- The proposed rule emphasizes reporting regarding crypto transitions.
- Regulations are among the prime factors affecting crypto adoption.
Internal Revenue Service (IRS), a statutory body in the United States, will bring a new regulation for crypto intermediaries into effect. Reuters, a news agency, reports that cryptocurrency exchanges and payment processors would have to inform of transactions associated with digital assets.
The Proposed Rule Could Assist Crypto Users in Tax Evaluation
The U.S. Department of Treasury has proposed the form namely Form 1099-DA. The bill would assist cryptocurrency users in evaluating gains and taxes on their assets. In short, it requires brokers to report information similar to other assets including bonds and stocks, says the Treasury.
Moreover, centralized as well as decentralized cryptocurrency exchanges, crypto wallets, and payment processors will fall under the “broker” umbrella. The latest requirements come following the Bipartisan Infrastructure Bill which President Joe Biden signed into law in November 2021.
Affected entities will have to report information regarding transactions exceeding $10,000. Rules will come into effect in 2025, reports Reuters. According to the Treasury, “This is part of a broader effort at Treasury to close the tax gap, address the tax evasion risks posed by digital assets, and help ensure that everyone plays by the same set of rules.”
A Robust Regulatory Structure is Required
Recently, Indian Prime Minister, Narendra Modi discussed cryptocurrencies during an interview with India Today, an Indian news magazine. Attributing to the rapid development in the technology sector, he said, “The rapid pace of change of technology is a reality—there is no point in ignoring it or wishing it away. Instead, the focus should be on adoption, democratization, and a unified approach.”
In the meantime, he also emphasized on a robust global regulatory structure for emerging technologies including cryptocurrency. Like most countries, no central authority is regulating digital assets in India currently. However, according to the Finance Act 2022, crypto falls under Virtual Digital Assets (VDAs) and is subject to 30% tax.
The reason behind strict regulatory perception remains the potential risks associated with crypto assets. Recently, the Commodity Futures Trade Commission (CFTC), the U.S. derivatives market watchdog, charged four individuals for false solicitation of funds.
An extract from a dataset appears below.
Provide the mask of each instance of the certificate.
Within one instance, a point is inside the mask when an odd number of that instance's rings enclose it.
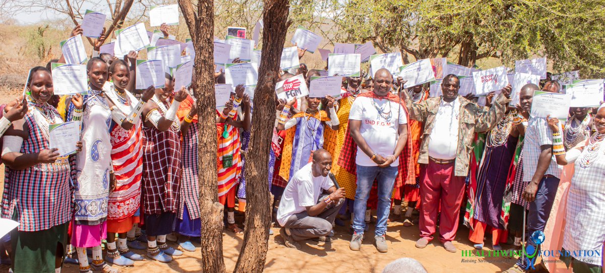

The North American Securities Administrators Association (NASAA), an investor protection organization, called crypto assets the top threat for investors in 2022. However, the market was on a constant rise in 2021 with several virtual currencies including Bitcoin (BTC), Ethereum (ETH), Solana (SOL), and more, reaching their all-time high.
Regulations are among the prime factors affecting crypto adoption. Nevertheless, only a couple of countries, El Salvador and the Central African Republic (CAR), are using cryptocurrency as a legal tender. In 2022, the news media website CNBC TV18 published a list of nations that may adopt Bitcoin as a legal tender.